5:0! Turu ließ keine Zweifel aufkommen
02.09.2009 | 22:54 Uhr 2009-09-02T22:54:00+0200Die Oberbilker fegten Schlusslicht Union Solingen vom Platz und übernahmen die Tabellenführung.
Am Ende waren die Turus Niederrheinliga-Fußballer beim 5:0 (3:0)-Heimsieg am Mittwoch über Schlusslicht Union Solingen gnädig.
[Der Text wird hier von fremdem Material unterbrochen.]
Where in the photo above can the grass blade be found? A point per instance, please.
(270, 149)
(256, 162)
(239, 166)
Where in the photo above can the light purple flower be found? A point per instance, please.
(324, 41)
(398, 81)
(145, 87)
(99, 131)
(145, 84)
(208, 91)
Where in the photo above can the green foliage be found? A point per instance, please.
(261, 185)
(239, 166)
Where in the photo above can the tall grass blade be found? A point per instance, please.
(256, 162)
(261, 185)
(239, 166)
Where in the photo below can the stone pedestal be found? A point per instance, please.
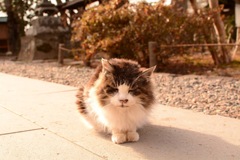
(42, 39)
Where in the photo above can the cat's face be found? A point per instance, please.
(124, 84)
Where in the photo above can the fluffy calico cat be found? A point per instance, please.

Die Schützlinge von Trainer Frank Zilles nahmen, ganz im Sinne ihres Chef-Coaches, nach der Pause Tempo aus der Partie und waren in der zweiten Halbzeit zeitweise nicht mehr so zielstrebig aufs Toreschießen aus. Trotzdem übernahmen sie die Tabellenführung vor dem Wuppertaler SV Borussia II, bei dem die Oberbilker am Sonntag antreten müssen.
Vor rund 500 Fans hatten die Gastgeber vom Anstoß an Tempo und Spiel bestimmt, verbuchten Chancen fast im Minutentakt. In der 17. Minute war es dann Reduan Yotla, der nach Kombination zwischen Fatih Duran und Miguel Lopez-Torres das Zuspiel des Stürmer-Kollegen zum 1:0 verwertete.
Yotla war es auch, der nach einem Schweers-Pass auf Duran dessen Hereingabe in der 30. Minute zum 2:0 einschoss.
Eine Minute später spielte Kapitän Engin Kizilaslan Gäste-Torwart Ivan Simic aus, ehe er aus spitzem Winkel den 3:0-Halbzeitstand herstellte.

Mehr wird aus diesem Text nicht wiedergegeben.